The emergence of new technology for electric cars makes the subject even more appealing to Shulman.
NORTHAMPTON – The race is on to come up with a battery that will make the electric automobile a viable alternative to gas guzzlers, and Seth Shulman is chronicling it. The Northampton journalist and author has a lot of archives to pour through. The race he’s writing about took place a century ago between Thomas Alva Edison and Henry Ford.
Shulman, who writes about science and technology, got a recent boost on his current project when he was awarded a grant from the John Simon Guggenheim Memorial Foundation. The $40,000 fellowship was one of 180 bestowed upon scholars, artists and scientists in the foundation’s 87th Annual Competition this spring. For Shulman, who has five books and numerous magazine articles to his credit, the gift means a lot of visits to Edison’s archives in West Orange, New Jersey.
Shulman worked out of Boston until ten years ago, when he moved to Northampton with his wife, a University of Massachusetts professor. His field of interest has taken him both to the cutting edge of science and back into the past.
“I love the period around the turn of the last century,” he said. “In many ways it was like the times we’re living in.”
Shulman has already penned non-fiction books on the birth of flight and the telephone. In “The Telephone Gambit,” he explores the possibility that Alexander Graham Bell plagiarized the ideas for his invention. Edison, perhaps the preeminent inventor of that era, has long been on Shulman’s to-do list.
“I’ve wanted to learn more about him,” he said. “Thomas Alva Edison was one of the most amazing inventors the world has ever known.”
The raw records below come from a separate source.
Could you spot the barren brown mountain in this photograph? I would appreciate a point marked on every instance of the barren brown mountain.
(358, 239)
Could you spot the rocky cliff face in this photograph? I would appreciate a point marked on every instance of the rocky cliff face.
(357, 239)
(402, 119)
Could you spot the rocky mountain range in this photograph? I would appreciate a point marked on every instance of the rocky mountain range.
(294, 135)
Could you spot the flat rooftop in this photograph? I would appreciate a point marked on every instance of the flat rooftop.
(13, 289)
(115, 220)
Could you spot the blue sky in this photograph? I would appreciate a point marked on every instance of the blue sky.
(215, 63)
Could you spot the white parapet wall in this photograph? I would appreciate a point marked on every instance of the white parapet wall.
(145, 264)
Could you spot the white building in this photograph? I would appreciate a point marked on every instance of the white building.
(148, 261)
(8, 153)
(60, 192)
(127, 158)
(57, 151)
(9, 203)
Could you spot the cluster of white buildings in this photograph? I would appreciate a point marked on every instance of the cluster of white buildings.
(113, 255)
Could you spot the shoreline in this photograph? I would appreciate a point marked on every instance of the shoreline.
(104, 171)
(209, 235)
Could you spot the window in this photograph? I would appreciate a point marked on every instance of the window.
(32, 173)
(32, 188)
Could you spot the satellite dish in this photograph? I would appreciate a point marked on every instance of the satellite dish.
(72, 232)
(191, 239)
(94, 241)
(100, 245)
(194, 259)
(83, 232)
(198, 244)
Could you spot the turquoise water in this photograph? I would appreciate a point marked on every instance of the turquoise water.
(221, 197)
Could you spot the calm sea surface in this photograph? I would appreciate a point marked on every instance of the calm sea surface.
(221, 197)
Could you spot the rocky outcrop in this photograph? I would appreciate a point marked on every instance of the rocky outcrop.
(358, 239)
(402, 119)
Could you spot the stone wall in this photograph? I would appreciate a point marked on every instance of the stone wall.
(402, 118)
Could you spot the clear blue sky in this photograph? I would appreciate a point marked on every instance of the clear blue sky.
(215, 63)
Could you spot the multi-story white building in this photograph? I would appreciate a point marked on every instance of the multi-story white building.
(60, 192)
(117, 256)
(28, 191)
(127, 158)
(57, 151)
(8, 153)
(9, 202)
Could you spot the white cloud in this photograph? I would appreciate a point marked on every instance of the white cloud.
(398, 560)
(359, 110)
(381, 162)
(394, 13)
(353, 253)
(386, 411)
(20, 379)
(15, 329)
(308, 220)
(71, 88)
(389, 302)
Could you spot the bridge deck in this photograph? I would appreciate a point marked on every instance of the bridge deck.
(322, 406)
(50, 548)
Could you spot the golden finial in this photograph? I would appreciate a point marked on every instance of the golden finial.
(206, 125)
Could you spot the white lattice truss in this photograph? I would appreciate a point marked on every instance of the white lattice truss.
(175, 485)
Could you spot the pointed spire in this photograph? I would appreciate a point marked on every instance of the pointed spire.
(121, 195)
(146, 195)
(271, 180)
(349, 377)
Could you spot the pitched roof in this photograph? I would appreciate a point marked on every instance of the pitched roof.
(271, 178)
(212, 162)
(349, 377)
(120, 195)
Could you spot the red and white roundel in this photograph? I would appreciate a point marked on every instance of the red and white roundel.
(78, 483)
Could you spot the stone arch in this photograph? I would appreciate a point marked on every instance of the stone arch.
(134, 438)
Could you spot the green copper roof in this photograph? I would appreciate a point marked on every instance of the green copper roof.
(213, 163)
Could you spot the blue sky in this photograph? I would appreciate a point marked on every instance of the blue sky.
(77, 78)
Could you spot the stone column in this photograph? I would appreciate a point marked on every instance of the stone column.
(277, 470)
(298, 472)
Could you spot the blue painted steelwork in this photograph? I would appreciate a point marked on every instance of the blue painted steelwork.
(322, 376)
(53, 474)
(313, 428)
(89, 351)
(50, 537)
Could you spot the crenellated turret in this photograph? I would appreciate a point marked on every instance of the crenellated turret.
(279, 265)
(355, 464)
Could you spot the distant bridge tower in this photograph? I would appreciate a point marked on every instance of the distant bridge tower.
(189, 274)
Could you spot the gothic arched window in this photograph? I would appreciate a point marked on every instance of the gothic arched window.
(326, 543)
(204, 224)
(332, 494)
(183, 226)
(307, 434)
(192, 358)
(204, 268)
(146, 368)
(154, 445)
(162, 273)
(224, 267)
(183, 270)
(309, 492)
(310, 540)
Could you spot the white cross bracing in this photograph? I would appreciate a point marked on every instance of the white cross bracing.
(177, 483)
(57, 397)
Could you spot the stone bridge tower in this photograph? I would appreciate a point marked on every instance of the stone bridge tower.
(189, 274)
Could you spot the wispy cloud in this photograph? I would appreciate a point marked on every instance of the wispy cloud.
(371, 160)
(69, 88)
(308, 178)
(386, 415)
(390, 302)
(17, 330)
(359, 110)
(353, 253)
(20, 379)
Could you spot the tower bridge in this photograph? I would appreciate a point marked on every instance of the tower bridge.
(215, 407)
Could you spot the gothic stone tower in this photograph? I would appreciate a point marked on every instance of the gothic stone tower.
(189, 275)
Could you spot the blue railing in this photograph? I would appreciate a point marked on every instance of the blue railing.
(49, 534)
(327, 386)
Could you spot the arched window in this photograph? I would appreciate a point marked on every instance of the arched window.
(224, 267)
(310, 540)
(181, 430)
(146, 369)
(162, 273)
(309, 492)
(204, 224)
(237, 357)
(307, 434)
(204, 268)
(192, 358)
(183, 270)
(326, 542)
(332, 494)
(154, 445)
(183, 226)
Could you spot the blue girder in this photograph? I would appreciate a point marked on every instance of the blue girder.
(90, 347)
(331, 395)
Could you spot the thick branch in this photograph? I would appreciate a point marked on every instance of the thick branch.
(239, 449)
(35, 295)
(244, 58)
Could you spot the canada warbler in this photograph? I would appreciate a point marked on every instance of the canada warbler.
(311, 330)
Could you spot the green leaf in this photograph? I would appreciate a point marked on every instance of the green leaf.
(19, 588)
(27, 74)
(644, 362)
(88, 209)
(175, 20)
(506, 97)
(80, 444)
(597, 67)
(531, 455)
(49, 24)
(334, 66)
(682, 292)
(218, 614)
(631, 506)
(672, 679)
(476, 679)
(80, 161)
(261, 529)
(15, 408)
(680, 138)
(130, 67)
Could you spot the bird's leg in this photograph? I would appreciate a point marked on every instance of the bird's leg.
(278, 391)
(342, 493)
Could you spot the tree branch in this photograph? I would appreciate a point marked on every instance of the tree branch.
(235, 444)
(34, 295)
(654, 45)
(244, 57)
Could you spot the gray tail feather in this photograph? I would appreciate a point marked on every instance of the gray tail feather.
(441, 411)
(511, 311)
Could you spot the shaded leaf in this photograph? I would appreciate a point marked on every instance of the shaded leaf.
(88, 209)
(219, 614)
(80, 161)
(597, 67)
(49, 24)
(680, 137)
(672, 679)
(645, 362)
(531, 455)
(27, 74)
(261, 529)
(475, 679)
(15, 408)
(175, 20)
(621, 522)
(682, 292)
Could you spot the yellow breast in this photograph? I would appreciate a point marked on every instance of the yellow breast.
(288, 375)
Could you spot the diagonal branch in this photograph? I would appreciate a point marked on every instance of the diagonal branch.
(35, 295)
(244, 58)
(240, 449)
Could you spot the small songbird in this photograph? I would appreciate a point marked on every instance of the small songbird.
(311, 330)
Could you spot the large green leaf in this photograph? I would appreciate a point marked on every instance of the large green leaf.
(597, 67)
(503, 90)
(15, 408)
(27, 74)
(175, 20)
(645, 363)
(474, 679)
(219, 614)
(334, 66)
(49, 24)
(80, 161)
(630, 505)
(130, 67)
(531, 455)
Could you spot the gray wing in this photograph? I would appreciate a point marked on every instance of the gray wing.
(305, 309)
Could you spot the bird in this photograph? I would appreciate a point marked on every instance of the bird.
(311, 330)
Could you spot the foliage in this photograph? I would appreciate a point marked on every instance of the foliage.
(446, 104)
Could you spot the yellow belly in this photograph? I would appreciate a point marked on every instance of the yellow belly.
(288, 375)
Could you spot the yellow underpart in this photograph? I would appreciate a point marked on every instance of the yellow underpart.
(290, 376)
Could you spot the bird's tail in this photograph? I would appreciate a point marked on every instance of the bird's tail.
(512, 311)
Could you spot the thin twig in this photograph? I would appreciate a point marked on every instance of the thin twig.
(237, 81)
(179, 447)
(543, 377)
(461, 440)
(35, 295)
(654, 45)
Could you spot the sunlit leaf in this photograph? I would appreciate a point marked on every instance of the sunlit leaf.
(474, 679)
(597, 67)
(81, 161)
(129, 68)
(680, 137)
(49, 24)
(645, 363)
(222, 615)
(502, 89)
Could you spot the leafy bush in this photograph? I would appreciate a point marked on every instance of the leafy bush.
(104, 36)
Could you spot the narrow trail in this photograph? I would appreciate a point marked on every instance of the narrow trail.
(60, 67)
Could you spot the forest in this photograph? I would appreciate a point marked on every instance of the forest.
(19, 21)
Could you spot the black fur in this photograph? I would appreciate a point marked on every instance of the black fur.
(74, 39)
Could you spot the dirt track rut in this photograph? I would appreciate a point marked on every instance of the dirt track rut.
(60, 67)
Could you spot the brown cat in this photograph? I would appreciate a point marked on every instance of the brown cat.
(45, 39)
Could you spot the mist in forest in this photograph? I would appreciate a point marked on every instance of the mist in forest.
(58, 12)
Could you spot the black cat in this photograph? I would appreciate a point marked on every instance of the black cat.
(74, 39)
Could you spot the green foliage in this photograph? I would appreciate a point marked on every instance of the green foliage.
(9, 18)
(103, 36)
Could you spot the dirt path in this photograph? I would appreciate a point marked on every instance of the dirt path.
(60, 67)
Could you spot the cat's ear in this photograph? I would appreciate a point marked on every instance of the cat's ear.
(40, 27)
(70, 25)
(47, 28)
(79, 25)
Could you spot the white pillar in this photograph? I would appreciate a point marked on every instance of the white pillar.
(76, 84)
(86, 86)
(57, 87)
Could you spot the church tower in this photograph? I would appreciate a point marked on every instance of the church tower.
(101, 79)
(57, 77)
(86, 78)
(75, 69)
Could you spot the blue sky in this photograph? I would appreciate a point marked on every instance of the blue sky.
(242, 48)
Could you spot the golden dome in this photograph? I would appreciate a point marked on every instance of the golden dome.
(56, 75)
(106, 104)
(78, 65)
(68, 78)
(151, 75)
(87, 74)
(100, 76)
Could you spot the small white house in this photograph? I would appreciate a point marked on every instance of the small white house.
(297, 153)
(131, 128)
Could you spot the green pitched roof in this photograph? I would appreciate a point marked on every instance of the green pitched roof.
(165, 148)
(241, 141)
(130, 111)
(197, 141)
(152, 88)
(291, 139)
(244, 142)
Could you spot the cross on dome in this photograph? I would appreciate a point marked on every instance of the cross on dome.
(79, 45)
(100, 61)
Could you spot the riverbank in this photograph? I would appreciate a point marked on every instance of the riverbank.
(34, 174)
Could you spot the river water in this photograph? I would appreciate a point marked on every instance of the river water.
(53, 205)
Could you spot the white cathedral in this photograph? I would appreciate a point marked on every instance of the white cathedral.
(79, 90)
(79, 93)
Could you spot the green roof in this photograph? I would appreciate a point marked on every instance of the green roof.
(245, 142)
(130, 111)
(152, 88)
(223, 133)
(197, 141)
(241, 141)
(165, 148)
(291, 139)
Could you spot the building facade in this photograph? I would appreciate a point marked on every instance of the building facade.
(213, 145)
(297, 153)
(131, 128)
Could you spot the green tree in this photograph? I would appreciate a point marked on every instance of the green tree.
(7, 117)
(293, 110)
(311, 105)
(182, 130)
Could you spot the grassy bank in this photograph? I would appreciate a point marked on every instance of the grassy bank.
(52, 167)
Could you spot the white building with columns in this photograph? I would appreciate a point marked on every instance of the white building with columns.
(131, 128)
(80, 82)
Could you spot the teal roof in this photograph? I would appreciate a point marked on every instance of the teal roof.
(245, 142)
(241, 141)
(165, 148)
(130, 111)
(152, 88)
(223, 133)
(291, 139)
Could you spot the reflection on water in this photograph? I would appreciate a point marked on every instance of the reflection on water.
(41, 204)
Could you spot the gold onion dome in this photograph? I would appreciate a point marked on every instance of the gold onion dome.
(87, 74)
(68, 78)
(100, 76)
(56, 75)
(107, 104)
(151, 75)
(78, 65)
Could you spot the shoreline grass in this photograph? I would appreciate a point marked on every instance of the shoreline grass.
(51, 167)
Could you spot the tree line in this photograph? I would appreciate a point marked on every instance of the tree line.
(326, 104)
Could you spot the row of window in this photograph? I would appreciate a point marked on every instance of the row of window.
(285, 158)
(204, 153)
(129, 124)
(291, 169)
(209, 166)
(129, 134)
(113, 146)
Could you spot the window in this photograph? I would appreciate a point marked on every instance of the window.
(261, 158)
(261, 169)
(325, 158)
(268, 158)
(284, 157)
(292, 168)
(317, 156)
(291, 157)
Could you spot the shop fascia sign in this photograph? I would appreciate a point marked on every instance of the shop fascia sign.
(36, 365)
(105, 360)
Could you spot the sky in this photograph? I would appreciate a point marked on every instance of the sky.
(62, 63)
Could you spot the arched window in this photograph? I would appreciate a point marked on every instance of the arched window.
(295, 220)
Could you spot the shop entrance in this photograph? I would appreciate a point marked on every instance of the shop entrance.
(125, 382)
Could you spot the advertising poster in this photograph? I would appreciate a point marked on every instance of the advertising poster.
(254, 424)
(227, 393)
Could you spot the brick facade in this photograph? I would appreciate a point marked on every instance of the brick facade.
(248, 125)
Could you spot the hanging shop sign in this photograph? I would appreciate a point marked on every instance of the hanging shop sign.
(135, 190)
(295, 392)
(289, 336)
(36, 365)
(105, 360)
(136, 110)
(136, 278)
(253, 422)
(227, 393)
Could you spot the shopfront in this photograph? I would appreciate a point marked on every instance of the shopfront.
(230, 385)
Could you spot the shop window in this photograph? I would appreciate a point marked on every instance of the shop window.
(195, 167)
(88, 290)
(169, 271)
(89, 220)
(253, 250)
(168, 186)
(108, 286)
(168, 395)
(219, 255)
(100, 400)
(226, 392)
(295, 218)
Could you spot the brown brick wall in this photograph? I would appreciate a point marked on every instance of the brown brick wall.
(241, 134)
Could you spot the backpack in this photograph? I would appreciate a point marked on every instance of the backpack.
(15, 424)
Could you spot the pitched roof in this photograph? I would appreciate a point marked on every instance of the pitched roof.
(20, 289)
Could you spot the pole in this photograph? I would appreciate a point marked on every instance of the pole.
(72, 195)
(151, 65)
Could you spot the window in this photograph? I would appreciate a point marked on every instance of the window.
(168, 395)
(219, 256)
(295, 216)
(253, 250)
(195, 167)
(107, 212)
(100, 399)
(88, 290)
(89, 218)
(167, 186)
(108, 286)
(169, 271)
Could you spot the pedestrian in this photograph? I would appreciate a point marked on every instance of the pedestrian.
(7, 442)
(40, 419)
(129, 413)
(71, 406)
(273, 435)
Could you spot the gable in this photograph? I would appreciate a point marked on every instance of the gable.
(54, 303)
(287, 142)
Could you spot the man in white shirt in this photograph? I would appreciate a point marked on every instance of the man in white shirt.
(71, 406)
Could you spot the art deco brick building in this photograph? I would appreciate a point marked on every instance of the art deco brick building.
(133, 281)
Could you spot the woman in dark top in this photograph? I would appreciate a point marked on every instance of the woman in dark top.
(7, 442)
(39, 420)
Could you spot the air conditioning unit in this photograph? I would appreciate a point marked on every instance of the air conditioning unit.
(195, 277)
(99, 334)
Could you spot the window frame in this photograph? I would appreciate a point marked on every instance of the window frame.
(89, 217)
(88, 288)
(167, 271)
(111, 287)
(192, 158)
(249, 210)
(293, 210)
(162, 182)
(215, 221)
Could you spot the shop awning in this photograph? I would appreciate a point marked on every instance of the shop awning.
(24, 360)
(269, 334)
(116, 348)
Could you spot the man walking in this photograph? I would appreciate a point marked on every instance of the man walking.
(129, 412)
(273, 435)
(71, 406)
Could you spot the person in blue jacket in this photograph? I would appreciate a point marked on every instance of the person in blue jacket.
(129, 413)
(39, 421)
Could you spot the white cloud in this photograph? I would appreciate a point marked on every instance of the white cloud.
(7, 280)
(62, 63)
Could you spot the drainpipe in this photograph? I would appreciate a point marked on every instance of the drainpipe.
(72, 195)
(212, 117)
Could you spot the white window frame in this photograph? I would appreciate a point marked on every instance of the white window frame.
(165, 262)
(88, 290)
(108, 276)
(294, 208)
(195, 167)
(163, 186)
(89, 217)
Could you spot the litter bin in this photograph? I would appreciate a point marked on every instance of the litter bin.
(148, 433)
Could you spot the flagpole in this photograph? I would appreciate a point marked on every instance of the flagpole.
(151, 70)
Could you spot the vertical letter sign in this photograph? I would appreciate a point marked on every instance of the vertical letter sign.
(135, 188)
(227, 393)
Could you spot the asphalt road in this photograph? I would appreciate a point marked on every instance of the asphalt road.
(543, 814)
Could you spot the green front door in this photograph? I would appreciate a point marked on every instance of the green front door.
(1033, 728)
In particular, Shulman is interested in Edison’s efforts to come up with an electric car. As he explains it, Edison was vying with Henry Ford at the time to produce an affordable automobile.
“It looked like he had a shot of winning that race,” Shulman said. “At one time there were more electric cars than gas-powered cars. We all know what happened.”
The emergence of new technology for electric cars makes the subject even more appealing to Shulman. He notes that in the course of his work on the electric automobile, Edison came up with the alkaline battery, which proved to be his most profitable invention. For more information, he plans to explore Edison’s voluminous New Jersey archives.
“There are a million pages of documents just on the stuff I’m looking at,” he said.
The Guggenheim fellowship has been a boon to his work, Shulman said.
“It allows me to do a lot of research, and it’s helpful to get a book advance.”
Beyond the financial perks, Shulman sees the fellowship as an affirmation of his work.
“It’s a nice honor to get recognized in that way,” he said.